What stood out most was the habit of stopping to verify understanding before moving on. Not nodding and continuing, but actually restating — "let me describe this in my own words and check if I'm right." That habit is rare, and it's why the concepts in this guide are explained the way they are: not as facts to memorize, but as reasoning to reconstruct.

The guide exists because SansWord is part of a system design book club in the Bay Area and wanted to bring the session back to the group. That instinct — to learn in public, to bring others along — is probably the most useful thing here, and the reason this is a guide rather than just notes.


What's in this guide


How to use this guide

If you're preparing for a system design interview, start with Interview Skills to understand the meta-structure, then read Leaderboard Design as a worked example. Use the Mock Interview as a reference for what good answers sound like, then run your own session using the AI Prep approach.

If you're here to learn distributed systems concepts, Leaderboard Design is a self-contained deep dive.

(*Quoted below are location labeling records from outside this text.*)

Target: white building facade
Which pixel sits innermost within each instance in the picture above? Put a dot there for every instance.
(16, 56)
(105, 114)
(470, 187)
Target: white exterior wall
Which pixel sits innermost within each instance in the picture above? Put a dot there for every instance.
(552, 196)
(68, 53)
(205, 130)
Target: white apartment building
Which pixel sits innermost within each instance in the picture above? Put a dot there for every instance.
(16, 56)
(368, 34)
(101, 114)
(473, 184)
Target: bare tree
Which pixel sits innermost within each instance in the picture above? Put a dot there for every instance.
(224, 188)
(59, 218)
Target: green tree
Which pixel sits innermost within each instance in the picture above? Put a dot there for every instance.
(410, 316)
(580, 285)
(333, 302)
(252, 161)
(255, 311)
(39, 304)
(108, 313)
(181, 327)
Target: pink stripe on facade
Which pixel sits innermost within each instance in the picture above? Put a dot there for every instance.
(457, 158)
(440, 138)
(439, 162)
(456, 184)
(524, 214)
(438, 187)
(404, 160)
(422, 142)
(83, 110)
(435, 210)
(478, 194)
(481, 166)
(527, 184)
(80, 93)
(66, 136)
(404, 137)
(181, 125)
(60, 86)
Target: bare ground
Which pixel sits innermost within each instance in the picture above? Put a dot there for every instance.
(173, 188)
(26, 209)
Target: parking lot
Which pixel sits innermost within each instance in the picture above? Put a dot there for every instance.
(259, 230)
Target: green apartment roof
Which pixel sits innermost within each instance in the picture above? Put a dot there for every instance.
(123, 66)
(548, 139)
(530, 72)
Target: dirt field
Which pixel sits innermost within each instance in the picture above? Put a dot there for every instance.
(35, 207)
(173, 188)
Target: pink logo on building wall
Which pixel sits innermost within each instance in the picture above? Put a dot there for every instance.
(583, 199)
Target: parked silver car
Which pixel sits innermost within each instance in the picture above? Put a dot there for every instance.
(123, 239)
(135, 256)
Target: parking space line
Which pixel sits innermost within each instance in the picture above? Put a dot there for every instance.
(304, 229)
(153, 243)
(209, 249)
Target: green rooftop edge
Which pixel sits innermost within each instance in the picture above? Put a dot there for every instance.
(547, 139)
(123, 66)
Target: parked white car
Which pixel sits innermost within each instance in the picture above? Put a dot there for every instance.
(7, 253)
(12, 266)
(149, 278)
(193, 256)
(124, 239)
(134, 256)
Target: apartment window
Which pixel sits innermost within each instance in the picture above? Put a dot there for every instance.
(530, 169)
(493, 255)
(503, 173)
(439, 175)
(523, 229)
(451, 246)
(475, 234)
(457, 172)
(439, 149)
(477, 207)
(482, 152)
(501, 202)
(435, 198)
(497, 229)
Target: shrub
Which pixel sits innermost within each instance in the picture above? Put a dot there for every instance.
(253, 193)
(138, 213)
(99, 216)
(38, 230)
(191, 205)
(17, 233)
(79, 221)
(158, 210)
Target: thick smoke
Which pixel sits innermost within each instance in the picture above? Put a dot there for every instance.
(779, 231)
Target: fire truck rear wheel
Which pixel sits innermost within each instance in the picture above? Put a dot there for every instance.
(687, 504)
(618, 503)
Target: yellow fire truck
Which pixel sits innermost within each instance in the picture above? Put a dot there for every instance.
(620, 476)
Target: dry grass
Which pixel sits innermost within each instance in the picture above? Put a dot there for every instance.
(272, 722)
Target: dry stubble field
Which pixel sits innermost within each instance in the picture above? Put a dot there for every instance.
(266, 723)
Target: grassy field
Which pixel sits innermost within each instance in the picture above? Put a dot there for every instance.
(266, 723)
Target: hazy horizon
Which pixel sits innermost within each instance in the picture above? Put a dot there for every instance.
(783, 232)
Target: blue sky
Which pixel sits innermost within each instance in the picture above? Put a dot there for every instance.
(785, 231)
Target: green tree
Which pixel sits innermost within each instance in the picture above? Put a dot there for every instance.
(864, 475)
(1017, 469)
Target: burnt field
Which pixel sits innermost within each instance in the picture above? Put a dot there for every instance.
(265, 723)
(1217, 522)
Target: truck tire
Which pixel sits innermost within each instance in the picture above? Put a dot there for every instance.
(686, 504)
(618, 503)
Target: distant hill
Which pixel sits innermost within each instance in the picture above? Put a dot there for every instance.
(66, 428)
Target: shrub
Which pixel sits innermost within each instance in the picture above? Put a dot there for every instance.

The concepts — Redis sorted sets, range-based sharding, approximate ranking, fan-out patterns — apply well beyond leaderboards.

Sections marked fundamental are accessible to anyone with basic backend knowledge. Sections marked advanced assume comfort with distributed systems concepts.


Prerequisites

To get the most out of this guide, you should already be comfortable with the following. If any of these feel shaky, spend time on them first — the advanced concepts won't stick without a solid foundation.

Data structures. Sorted structures and why they exist, binary search intuition (O(log N)), hash maps for O(1) lookup, heaps for top-k problems.

Complexity. O(1), O(log N), O(N), O(N log N) — and the instinct that O(N) is a red flag at 100M scale.

Databases. Why PostgreSQL is a source of truth (ACID, durability), what a cache is and why it's never authoritative, read vs write patterns and why they scale differently.

Distributed systems basics. CAP theorem intuitively, horizontal vs vertical scaling, sharding concepts, replication (primary + replicas), eventual consistency.

Message queues. Producer/consumer pattern, at-least-once delivery, why Kafka is replayable and why that matters for recovery.

API design. REST conventions, pagination (offset vs cursor), rate limiting.